De Rijn heeft zwerfstenen naar ons land vervoerd tijdens het Vroeg-, Midden- en Laat-Pleistoceen. De afzettingen worden gekenmerkt door bruine zanden vanwege het hoge ijzergehalte met vooral ondoorzichtige witte gangkwarts en grijze kwartsiet. Kenmerkende mineralen zijn granaat, hoornblende, saussuriet en augiet. Het laatste mineraal is afkomstig uit de Eifel en vinden we in afzettingen jonger dan ± 450.000 jaar als gevolg van vulkanische activiteit tijdens het Laat-Cromerien. Het riviergrind van de Rijn is kleurrijk vanwege de vele soorten kristallijne en sedimentaire gesteenten afkomstig van het Rijn-Leisteenplateau en andere Duitse middelgebergten. Kenmerkende gesteenten zijn lydiet, Naheporfier, jaspis, melafier, basalt, Bontzandsteen en Taunuskwartsiet. Ook in deze afzettingen vinden we enkele zwerfstenen uit Scandinavië en het Oostzeegebied die via smeltwaterrivieren in de Rijn zijn beland.
De Maas heeft zwerfstenen aangevoerd tijdens het Vroeg, Midden- en Laat-Pleistoceen. Ook de Maasafzettingen worden gekenmerkt door bruine zanden met ondoorzichtige witte gangkwarts en grijze kwartsiet. Kenmerkende mineralen zijn toermalijn en hoornblende uit de Vogezen. Het grind is grauwer en grover dan dat van de Rijn omdat het stroomgebied kleiner is. De zwerfstenen van de Maas bestaan vooral uit kristallijne en sedimentaire gesteenten uit de Ardennen, Noord-Frankrijk en de Vogezen en omvatten in tegenstelling tot de zwerfstenen van de Rijn veel kalkstenen en vuurstenen. Kenmerkende gesteenten zijn gerolde vuursteen, Burnot Conglomeraat, Révinienkwartsiet, Porfiroïde van Mairus, Vogezengraniet en Kolenkalksteen.
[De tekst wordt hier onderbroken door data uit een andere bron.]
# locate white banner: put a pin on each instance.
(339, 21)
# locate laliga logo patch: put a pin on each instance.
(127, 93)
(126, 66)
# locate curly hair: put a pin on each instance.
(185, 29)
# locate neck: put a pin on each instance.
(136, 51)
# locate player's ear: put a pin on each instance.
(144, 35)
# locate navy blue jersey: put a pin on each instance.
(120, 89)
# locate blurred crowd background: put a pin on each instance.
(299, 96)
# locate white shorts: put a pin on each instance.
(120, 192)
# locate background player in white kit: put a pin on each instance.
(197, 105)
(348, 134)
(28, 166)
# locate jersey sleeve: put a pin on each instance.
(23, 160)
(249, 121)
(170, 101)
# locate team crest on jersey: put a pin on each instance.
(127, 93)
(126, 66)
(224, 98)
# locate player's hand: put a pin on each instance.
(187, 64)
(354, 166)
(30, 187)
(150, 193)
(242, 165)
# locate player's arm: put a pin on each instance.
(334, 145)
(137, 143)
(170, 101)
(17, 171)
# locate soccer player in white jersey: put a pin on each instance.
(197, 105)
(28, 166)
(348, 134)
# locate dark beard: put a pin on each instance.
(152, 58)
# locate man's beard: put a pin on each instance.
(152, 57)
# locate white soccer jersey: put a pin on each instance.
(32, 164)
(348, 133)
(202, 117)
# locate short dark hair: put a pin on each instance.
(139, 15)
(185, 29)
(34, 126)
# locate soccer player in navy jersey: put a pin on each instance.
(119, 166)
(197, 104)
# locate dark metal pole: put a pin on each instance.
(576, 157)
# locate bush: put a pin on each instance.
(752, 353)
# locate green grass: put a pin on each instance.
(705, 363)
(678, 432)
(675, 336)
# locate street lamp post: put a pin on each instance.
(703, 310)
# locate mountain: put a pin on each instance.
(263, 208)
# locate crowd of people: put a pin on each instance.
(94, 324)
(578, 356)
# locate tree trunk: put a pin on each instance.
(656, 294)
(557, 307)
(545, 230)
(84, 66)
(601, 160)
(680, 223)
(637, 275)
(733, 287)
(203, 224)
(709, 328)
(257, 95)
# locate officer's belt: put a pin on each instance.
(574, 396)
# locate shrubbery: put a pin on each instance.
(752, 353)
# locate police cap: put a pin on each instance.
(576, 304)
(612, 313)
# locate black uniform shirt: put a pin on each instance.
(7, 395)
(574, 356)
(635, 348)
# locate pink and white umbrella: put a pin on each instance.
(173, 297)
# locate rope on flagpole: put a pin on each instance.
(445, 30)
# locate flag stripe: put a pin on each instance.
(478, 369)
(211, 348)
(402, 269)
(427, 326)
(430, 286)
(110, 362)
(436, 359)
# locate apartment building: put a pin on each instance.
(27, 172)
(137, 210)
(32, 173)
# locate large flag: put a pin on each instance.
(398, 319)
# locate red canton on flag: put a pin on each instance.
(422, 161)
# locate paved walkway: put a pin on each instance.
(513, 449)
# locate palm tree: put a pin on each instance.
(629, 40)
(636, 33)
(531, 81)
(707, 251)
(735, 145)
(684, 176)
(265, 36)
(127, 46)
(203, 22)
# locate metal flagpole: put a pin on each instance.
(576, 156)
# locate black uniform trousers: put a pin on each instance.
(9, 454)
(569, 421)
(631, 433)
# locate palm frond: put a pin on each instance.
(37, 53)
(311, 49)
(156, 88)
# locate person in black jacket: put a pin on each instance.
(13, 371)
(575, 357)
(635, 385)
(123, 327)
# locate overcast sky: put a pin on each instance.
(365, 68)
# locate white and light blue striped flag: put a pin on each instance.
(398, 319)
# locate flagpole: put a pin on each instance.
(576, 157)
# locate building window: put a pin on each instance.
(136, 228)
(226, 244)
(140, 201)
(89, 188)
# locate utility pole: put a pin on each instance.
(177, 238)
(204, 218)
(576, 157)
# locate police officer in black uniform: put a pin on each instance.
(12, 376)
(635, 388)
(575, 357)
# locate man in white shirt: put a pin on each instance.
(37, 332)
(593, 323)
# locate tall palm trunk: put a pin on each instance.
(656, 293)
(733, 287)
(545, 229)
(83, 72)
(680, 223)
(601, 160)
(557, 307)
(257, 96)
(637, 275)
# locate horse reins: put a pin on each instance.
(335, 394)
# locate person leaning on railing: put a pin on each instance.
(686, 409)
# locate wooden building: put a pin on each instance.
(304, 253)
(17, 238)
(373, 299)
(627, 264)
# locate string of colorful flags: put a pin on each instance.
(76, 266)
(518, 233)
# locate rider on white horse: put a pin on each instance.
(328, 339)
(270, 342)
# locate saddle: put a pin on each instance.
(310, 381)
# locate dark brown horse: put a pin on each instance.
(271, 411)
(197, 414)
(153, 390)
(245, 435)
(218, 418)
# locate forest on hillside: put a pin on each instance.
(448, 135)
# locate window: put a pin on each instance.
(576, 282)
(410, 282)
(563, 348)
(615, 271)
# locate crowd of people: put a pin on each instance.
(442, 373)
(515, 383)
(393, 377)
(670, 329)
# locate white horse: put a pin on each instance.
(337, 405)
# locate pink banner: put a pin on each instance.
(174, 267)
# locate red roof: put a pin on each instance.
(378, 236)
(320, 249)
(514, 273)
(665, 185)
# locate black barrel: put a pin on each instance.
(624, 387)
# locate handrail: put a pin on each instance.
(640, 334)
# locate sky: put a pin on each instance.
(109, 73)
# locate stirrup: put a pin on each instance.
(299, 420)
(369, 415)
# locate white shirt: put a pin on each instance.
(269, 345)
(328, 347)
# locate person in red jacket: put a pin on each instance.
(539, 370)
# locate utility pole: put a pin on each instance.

Zuidelijke zwerfstenen zijn eigenlijk de afbraakproducten van gebergten en zijn daarmee het eindproduct van de gesteentecyclus. Deze cyclus begint met gebergtevorming en eindigt door verwering en erosie van het gebergte met het transport en de sedimentatie van de afbraakproducten. Het klimaat speelt een belangrijke rol in het transport van zwerfstenen naar ons land, omdat het klimaat namelijk de manier en de mate van afbraak bepaalt. Zo zijn de meeste zwerfstenen aangevoerd tijdens glacialen. De afwezigheid van vegetatie in een koud klimaat stimuleert namelijk erosie en fysische verwering en maakt het mogelijk dat rivieren een vlechtend patroon vormen met een hoge stroomsnelheid en dus draagkracht. Bovendien wordt er tijdens glacialen meer sediment aangevoerd omdat rivieren zich ten gevolge van zeespiegeldaling in het landschap insnijden en er een sterke piekafvoer van smeltwater in het voorjaar optreedt. Daarentegen treedt tijdens het warme klimaat van interglacialen vooral chemische verwering op en vormen rivieren een meanderend patroon met een regelmatiger afvoer en een lagere stroomsnelheid.
Aangezien de Eridanos vooral actief was tijdens het relatief warme Plioceen en Vroeg-Pleistoceen, bestaan de afzettingen van deze rivier dus vooral uit restkwarts omdat de overige gesteenten door chemische verwering zijn aangetast. De Rijn en de Maas waren daarentegen voornamelijk actief tijdens de ijstijden van het Midden- en Laat-Pleistoceen en dus vinden we tussen de rivierafzettingen niet alleen het meest resistente kwarts maar ook andere onverweerde gesteenten. De kaarten tonen de globale loop van de drie riviersystemen tijdens het Vroeg-, Midden- en Laat-Pleistoceen (zie kaarten). Een korte beschrijving van de geologische ontwikkelingen van de Eridanos, de Rijn en de Maas volgt hieronder.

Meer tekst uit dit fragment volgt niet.